Per l’Europa della democrazia e della cittadinanza

Nei giorni scorsi, insieme agli amici di lunghissima data Francesca Lacaita e Nicola Vallinoto, ci siamo confrontati e abbiamo cercato di mettere sulla carta alcune riflessioni sul futuro dell’Europa. Lo stimolo ci è stato dato dalla iniziativa di Yanis Varoufakis che, con il suo Diem25, sta cercando di avviare un dibattito per il cambiamento delle istituzioni dell’UE. Qui di seguito c’è quanto abbiamo “partorito”.

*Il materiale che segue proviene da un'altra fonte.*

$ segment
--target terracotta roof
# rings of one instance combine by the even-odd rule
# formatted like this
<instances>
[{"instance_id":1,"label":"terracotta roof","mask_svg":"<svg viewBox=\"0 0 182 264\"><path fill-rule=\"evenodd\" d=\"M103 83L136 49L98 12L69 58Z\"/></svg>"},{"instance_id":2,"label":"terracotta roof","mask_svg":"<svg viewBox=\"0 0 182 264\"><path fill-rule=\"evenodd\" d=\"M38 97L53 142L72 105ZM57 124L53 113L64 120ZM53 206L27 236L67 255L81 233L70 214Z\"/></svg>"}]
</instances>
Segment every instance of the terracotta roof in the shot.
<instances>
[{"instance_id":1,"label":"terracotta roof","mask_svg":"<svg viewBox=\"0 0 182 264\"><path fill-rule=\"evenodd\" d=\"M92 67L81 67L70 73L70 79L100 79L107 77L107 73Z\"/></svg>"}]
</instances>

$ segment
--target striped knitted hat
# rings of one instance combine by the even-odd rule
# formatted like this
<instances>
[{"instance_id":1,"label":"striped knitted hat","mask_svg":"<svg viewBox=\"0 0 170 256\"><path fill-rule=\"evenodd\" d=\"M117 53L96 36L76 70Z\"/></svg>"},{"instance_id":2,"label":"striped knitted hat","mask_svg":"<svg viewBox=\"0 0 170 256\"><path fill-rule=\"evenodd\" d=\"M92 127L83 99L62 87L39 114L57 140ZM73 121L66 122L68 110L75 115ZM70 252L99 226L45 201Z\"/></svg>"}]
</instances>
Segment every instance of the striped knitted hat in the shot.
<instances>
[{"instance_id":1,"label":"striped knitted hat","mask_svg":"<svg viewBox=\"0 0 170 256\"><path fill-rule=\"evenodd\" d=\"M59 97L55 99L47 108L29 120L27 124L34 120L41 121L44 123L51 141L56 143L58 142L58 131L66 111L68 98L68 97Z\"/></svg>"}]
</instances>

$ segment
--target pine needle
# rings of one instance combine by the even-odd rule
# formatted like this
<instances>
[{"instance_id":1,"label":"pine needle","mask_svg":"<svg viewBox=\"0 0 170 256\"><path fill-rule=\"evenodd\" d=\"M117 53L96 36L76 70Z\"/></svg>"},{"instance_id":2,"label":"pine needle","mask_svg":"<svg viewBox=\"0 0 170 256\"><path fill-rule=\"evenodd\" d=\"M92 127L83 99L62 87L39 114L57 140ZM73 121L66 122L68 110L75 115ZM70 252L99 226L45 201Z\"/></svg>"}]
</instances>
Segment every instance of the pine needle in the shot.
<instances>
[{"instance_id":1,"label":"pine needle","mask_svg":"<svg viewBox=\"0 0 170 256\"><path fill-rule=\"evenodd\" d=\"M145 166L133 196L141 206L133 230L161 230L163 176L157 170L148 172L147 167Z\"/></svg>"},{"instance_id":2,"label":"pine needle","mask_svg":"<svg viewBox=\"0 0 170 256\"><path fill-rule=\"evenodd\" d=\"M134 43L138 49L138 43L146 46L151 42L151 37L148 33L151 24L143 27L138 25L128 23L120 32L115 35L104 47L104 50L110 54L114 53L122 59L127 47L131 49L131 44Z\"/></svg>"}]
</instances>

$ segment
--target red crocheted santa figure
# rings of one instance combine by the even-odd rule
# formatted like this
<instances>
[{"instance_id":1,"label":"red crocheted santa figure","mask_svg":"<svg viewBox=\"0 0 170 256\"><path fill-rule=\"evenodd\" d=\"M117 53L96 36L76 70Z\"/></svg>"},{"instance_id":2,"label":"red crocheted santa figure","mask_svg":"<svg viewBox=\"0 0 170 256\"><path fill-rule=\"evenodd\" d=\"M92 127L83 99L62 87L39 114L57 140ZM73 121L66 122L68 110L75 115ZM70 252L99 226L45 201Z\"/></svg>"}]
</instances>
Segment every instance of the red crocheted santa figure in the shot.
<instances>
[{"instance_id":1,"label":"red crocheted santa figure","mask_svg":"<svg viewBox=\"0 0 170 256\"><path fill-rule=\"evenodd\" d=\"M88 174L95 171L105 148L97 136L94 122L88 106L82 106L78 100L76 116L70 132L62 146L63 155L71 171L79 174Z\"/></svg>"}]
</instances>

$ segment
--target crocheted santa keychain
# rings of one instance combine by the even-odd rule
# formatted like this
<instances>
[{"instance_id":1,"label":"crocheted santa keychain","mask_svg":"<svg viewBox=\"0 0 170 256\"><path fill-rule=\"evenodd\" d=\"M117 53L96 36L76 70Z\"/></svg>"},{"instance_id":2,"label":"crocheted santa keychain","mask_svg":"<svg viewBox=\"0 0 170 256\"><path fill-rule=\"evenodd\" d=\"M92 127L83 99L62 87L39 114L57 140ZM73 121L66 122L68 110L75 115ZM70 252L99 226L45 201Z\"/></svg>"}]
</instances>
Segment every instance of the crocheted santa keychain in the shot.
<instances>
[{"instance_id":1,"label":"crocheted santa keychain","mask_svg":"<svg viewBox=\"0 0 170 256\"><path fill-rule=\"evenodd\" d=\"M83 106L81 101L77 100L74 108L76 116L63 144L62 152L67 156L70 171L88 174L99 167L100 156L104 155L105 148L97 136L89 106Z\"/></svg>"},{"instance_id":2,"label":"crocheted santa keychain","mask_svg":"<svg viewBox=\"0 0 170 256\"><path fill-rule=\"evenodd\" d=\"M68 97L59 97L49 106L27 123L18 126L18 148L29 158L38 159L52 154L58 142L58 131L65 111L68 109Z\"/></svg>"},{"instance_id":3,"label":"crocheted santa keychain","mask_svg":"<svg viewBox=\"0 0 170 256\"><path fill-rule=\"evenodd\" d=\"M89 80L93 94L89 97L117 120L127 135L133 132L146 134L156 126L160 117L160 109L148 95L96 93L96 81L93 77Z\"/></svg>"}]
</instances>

Non sprecheremo troppe parole per descrivere la costruzione europea che si sta sfaldando: i fatti, evidenti quanto eloquenti, sono sotto gli occhi di tutti. Una cosa però la diciamo: le involuzioni a cui assistiamo colpiscono specificamente determinati elementi del progetto europeo, che si potrebbero sussumere nella categoria dell’“Europa dei cittadini”. L’innalzamento di muri e di barriere con cui s’intende rispondere al dramma dei profughi richiama i tempi oscuri di non molti decenni fa, e che gli europei credettero di lasciarsi alle spalle con la caduta del muro di Berlino.

La crisi del sistema Schengen tocca un aspetto tra i più visibili e “vissuti” dell’integrazione europea, assieme alla moneta unica. Del resto non è mancato chi dalla moneta unica voleva espellere un intero paese, la Grecia, quello più duramente provato dalle ricette austeritarie “europee”, e al quale l’intero consesso decisionale europeo ha voluto spezzare le reni, umiliandone la volontà democratica in base al principio – adottato nei fatti, se non fatto proprio esplicitamente – che “non si può consentire che un’elezione cambi alcunché”. Questa tetragona risolutezza tuttavia, che è riuscita a piegare la Grecia, non è pervenuta nei confronti delle regressioni di democrazia e stato di diritto in Ungheria e Polonia, ed è vacillata pericolosamente nelle trattative con il Regno Unito, per trattenere il quale (evidentemente più prezioso della Grecia) nella UE si è sacrificato il principio di non discriminazione tra cittadini europei (peraltro già ripetutamente sottoposto a eccezioni, come nelle disposizioni transitorie imposte ai cittadini dei paesi dell’Europa del Sud e dell’Est per vari anni dopo la loro adesione alla UE, o in sentenze della Corte Europea di Giustizia quali quelle Viking e Laval).

In altri termini: a rimetterci sono soprattutto i diritti di cittadinanza europea, il principio di uguaglianza tra cittadini e stati europei, l’idea di una collettività europea o transnazionale in quanto tale, lo stesso principio di sovranità popolare, sia a livello nazionale, in modo più o meno palese a seconda dei paesi, sia a livello europeo, dove non si è mai affermato e ora sembra più lontano che mai. In che misura tutto questo è il frutto avvelenato di una lunghissima crisi che ha dato fiato a nazionalismi e populismi, in che misura corrisponde invece alla visione che hanno le attuali classi dirigenti europee della “buona società”? È nella risposta implicita a questi interrogativi che vanno considerati i silenzi, la confusione, la complicità, lo sgomento di tanti europeisti davanti a questo stato di cose.